Making Sense Of Alabama’s Coronavirus Numbers
If you’re following the coronavirus pandemic, you’re probably seeing a lot of numbers: confirmed cases, number of tests, deaths. The Alabama Department of Public Health has a map to keep track of it all.
But if you’re tracking the coronavirus numbers carefully, you might notice they don’t always move the way you’d expect them to. For instance, the number of confirmed cases goes up while the number of tests don’t. Deaths are reported in the media, but they don’t show up in the state’s total.
It’s all a product of how the state’s numbers are gathered and the time it takes to ensure they’re correct.

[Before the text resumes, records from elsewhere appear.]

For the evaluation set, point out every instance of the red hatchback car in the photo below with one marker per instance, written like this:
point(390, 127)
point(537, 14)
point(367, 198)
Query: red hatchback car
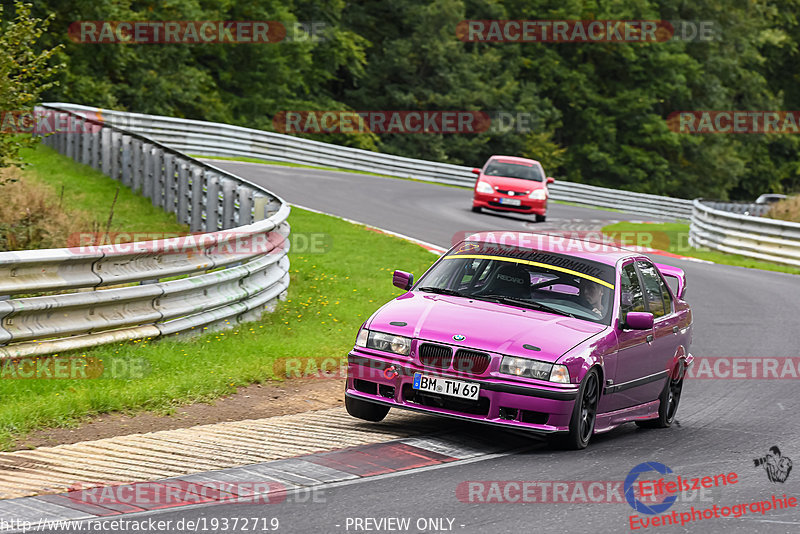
point(508, 183)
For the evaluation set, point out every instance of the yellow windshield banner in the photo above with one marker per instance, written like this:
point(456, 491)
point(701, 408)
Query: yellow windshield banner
point(529, 262)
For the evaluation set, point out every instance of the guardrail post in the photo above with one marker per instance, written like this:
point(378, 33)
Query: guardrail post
point(182, 192)
point(212, 202)
point(96, 157)
point(157, 193)
point(228, 201)
point(245, 195)
point(63, 132)
point(169, 184)
point(147, 170)
point(137, 166)
point(116, 141)
point(72, 139)
point(272, 207)
point(260, 207)
point(105, 151)
point(125, 161)
point(198, 185)
point(86, 144)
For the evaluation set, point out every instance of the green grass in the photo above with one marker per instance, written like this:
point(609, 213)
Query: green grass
point(330, 295)
point(674, 238)
point(88, 190)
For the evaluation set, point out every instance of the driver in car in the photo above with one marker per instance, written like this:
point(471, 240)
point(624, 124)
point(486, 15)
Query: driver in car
point(591, 296)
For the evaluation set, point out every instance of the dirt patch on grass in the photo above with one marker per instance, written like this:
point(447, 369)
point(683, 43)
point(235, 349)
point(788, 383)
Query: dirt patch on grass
point(252, 402)
point(32, 216)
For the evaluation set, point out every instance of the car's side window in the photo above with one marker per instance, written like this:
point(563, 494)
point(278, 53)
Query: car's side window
point(631, 296)
point(658, 298)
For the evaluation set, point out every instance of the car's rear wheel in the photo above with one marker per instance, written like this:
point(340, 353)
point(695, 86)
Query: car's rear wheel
point(368, 411)
point(584, 414)
point(668, 403)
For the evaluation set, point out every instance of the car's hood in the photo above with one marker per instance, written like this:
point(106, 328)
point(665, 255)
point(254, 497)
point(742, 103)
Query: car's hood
point(485, 325)
point(513, 184)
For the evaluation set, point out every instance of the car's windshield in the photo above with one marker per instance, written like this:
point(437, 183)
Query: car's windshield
point(514, 170)
point(555, 283)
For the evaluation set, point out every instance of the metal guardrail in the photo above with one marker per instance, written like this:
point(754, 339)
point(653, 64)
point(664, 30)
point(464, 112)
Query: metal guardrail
point(214, 139)
point(712, 226)
point(231, 272)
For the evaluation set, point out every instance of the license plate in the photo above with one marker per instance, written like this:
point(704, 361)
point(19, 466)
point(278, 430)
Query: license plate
point(446, 386)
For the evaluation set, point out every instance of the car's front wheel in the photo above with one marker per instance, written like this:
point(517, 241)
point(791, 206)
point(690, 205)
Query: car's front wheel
point(668, 403)
point(368, 411)
point(584, 414)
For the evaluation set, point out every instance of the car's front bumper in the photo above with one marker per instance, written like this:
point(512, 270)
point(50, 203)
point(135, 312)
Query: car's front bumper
point(538, 409)
point(492, 202)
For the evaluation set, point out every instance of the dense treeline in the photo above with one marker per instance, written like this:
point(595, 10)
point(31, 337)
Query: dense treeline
point(600, 108)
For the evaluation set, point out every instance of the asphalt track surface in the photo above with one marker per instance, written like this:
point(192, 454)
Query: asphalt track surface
point(722, 424)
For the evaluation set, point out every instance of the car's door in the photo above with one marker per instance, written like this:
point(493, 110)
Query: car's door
point(666, 322)
point(630, 384)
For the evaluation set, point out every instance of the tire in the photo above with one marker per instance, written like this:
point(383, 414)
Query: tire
point(584, 414)
point(668, 403)
point(368, 411)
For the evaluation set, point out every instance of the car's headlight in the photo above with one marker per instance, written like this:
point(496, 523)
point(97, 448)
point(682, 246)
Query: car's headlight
point(534, 369)
point(538, 194)
point(387, 342)
point(525, 367)
point(484, 187)
point(361, 339)
point(559, 374)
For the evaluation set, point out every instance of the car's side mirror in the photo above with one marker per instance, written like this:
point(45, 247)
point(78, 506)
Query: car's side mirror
point(638, 320)
point(678, 275)
point(403, 280)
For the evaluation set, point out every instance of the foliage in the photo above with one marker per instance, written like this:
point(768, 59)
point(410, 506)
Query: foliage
point(25, 72)
point(599, 109)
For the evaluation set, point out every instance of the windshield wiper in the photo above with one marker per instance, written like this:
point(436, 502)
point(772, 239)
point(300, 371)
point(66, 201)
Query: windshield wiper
point(527, 303)
point(441, 291)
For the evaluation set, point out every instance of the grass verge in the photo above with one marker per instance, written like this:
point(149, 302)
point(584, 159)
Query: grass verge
point(674, 238)
point(331, 294)
point(85, 189)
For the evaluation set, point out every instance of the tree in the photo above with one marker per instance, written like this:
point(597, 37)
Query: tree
point(24, 74)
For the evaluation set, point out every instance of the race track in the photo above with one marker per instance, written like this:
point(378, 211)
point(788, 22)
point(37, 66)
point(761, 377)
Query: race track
point(722, 424)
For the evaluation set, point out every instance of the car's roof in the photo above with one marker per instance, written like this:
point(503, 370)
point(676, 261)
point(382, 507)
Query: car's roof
point(516, 159)
point(598, 251)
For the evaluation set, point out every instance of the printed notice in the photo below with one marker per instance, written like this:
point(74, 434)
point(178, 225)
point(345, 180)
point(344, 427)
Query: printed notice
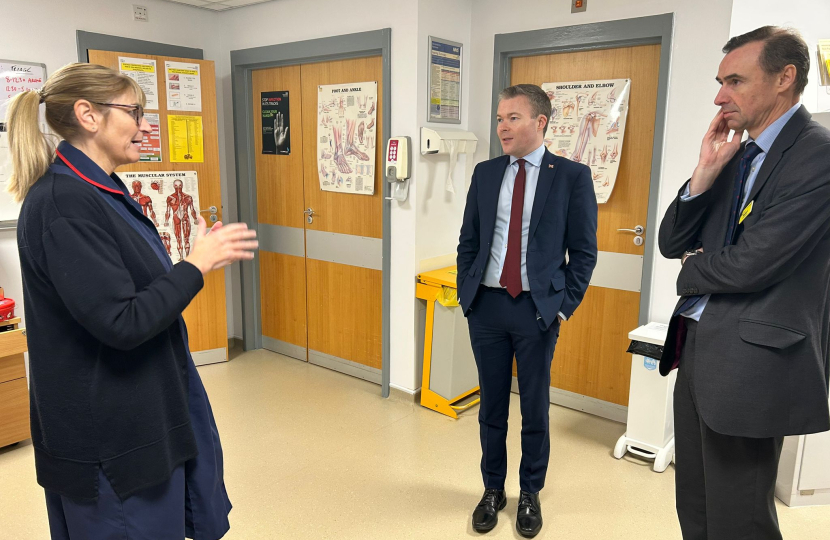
point(444, 82)
point(183, 83)
point(186, 139)
point(143, 72)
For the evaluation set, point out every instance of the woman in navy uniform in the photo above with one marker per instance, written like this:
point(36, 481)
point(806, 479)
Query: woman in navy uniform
point(124, 437)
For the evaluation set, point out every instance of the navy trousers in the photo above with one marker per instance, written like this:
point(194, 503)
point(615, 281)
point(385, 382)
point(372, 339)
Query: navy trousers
point(500, 327)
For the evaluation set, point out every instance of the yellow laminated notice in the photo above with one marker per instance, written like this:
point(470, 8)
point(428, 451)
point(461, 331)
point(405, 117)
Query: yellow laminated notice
point(448, 297)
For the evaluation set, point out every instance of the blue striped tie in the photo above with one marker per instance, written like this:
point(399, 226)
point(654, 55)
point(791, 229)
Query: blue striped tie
point(750, 153)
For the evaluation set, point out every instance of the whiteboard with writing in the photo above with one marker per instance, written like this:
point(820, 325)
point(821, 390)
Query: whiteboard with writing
point(15, 77)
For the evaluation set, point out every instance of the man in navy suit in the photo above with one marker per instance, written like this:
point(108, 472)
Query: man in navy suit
point(525, 210)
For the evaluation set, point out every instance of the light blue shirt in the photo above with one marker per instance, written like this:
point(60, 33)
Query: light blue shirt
point(764, 142)
point(498, 248)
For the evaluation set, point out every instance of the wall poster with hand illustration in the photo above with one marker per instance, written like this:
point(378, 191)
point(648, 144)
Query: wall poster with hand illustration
point(170, 199)
point(346, 137)
point(275, 123)
point(587, 124)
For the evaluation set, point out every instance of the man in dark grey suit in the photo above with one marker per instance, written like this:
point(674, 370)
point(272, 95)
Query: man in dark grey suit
point(750, 333)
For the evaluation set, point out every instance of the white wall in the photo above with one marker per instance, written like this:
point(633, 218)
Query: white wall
point(810, 17)
point(701, 29)
point(45, 31)
point(438, 213)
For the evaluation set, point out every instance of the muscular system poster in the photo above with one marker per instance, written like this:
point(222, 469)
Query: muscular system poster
point(170, 199)
point(346, 137)
point(587, 125)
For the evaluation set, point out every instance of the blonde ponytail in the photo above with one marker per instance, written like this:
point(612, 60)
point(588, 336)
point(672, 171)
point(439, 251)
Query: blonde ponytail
point(30, 151)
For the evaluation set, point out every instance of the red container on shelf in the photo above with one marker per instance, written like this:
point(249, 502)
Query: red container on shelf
point(6, 307)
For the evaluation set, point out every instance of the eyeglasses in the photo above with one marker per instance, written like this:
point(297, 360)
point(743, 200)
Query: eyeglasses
point(136, 111)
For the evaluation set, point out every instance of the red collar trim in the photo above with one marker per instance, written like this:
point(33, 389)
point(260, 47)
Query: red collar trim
point(84, 177)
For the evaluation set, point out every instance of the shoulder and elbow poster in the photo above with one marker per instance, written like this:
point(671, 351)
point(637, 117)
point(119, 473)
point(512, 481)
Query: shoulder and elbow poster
point(587, 125)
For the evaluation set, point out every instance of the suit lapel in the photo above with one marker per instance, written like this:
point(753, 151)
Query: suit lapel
point(490, 192)
point(782, 143)
point(547, 171)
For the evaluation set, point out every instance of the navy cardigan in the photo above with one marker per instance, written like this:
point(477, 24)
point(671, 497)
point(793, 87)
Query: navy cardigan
point(107, 351)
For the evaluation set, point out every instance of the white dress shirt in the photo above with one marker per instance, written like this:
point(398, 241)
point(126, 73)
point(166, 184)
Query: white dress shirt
point(764, 142)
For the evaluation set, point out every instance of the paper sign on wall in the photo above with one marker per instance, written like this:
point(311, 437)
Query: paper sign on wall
point(587, 125)
point(186, 139)
point(184, 86)
point(143, 72)
point(150, 147)
point(15, 77)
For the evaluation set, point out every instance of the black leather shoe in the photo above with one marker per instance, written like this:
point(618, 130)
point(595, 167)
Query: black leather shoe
point(529, 517)
point(486, 514)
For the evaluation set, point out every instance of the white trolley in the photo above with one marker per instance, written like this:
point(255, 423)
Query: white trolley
point(650, 425)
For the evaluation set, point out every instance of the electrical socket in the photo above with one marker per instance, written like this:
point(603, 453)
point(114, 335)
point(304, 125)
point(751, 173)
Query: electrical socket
point(140, 13)
point(578, 6)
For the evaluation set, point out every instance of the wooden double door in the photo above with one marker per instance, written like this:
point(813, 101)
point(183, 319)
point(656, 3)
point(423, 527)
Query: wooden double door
point(590, 358)
point(320, 258)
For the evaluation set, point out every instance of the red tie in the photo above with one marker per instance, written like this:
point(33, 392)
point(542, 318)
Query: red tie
point(511, 274)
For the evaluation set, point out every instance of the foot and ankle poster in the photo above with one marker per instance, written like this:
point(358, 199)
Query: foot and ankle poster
point(347, 137)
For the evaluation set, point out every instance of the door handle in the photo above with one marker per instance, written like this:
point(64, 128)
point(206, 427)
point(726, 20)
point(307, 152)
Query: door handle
point(638, 230)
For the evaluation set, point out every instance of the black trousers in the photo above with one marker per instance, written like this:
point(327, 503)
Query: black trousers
point(501, 326)
point(725, 485)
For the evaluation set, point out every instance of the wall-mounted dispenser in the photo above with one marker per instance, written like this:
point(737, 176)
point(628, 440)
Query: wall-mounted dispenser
point(446, 141)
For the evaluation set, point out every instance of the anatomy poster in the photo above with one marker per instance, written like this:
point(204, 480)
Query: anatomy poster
point(170, 199)
point(150, 148)
point(587, 124)
point(346, 137)
point(276, 138)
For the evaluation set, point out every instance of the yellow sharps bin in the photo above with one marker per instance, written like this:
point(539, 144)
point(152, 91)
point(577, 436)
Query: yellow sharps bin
point(450, 377)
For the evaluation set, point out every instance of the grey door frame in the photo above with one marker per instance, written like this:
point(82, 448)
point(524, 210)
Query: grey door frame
point(657, 29)
point(243, 63)
point(105, 42)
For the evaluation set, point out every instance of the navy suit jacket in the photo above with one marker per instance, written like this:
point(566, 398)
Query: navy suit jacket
point(563, 220)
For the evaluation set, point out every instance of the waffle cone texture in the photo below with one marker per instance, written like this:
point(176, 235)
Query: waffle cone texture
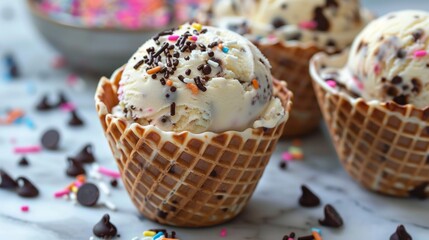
point(384, 146)
point(185, 179)
point(292, 63)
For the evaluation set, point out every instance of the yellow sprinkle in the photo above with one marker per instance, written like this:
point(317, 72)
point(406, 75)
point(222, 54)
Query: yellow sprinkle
point(193, 88)
point(197, 26)
point(149, 233)
point(255, 84)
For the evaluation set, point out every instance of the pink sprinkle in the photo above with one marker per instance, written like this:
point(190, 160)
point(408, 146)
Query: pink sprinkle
point(223, 232)
point(420, 53)
point(377, 69)
point(108, 172)
point(71, 79)
point(308, 25)
point(173, 37)
point(61, 193)
point(25, 208)
point(331, 83)
point(287, 156)
point(27, 149)
point(67, 107)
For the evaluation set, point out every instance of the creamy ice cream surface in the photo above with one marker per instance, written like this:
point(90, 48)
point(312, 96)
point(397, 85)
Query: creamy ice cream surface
point(389, 60)
point(198, 79)
point(329, 24)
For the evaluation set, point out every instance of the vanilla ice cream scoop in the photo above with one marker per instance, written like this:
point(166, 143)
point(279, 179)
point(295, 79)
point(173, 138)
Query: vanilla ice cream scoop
point(389, 60)
point(197, 78)
point(329, 24)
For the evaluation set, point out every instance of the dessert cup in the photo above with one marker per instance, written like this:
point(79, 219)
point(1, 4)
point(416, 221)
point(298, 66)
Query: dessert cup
point(182, 178)
point(382, 145)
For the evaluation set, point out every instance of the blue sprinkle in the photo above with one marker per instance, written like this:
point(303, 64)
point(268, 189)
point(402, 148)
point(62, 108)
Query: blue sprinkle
point(158, 236)
point(318, 230)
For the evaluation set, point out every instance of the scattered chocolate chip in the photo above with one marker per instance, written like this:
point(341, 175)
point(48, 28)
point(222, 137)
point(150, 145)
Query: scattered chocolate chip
point(75, 119)
point(104, 228)
point(86, 154)
point(74, 168)
point(308, 198)
point(114, 183)
point(50, 139)
point(332, 218)
point(322, 22)
point(283, 165)
point(162, 214)
point(6, 181)
point(44, 104)
point(419, 191)
point(26, 188)
point(62, 99)
point(278, 22)
point(401, 234)
point(23, 162)
point(88, 194)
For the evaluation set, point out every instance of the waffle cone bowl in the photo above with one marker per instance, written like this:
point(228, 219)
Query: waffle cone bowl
point(292, 63)
point(384, 146)
point(185, 179)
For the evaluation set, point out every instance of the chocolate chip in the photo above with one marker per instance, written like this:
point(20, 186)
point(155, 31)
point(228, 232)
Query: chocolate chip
point(74, 168)
point(401, 234)
point(23, 162)
point(162, 214)
point(26, 188)
point(44, 104)
point(322, 22)
point(62, 99)
point(50, 139)
point(283, 165)
point(114, 183)
point(75, 119)
point(104, 228)
point(88, 194)
point(332, 218)
point(308, 198)
point(86, 154)
point(419, 191)
point(278, 22)
point(6, 181)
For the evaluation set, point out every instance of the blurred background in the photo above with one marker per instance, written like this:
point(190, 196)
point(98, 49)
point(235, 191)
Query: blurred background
point(100, 35)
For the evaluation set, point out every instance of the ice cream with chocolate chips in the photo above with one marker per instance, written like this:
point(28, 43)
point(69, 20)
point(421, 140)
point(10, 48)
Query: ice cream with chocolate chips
point(329, 24)
point(389, 59)
point(197, 78)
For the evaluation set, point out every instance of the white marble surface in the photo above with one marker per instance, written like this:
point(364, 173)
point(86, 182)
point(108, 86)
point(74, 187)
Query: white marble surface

“In public health we have to all make sure that we’re counting things the same way,” Dr. Scott Harris, Alabama’s Public Health Officer, said at a press conference last week. “We have fairly precise processes and definitions so that we all make sure we are counting the same things in order to compare numbers from one state to another or nationally with other countries.”
So while some hospitals or local offices have announced COVID-19 deaths, the state takes time to investigate to make sure those deaths are, in fact, coronavirus deaths as defined by the public health community. He likens it to the way flu deaths are recorded.
Complications from the flu are more likely in people with chronic heart and lung disease. If someone suffering from flu dies, investigators have to determine whether that was the cause and not, for example, a heart attack. That’s the kind of work epidemiologists are doing right now around the coronavirus.
“It does take a little bit of time to review medical records, to talk to people who are caring for that patient,” Harris says.
The state’s map draws a distinction by listing “reported deaths.” These are all deaths in which the person tested positive for COVID-19. A separate category called “died from illness” represents deaths that have been reviewed by state health officials and the corornvirus was the cause of death.
Other discrepancies come from an incomplete picture of the situation on the ground. Both state labs and private labs test for the coronavirus. While all private labs are required by law to report positive tests to the state within four hours, not all report negative tests. So the total number of tests performed is likely higher than what’s displayed on the state’s website. Harris says he’s confident they are capturing all positive tests.
Because it takes time to compile and standardize statistics, the numbers are, in a sense, a look at the past. On Friday, Harris reported a hospitalization rate of 10%, but says he believes the actual percentage is higher. Reports of the number of hospitalizations at UAB Hospital alone suggest Harris is correct.
It’s not just Alabama that deals with statistical noise. Mortality rates from the coronavirus have been reported as high as 10% in Italy and as low as 0.5% in Germany. The distance between those numbers will likely shrink as more testing is performed and more data is gathered.
Alabama’s pandemic picture is a work in progress too.
Updated 3/31/20 to include information about “reported deaths” and “died from illness” categories.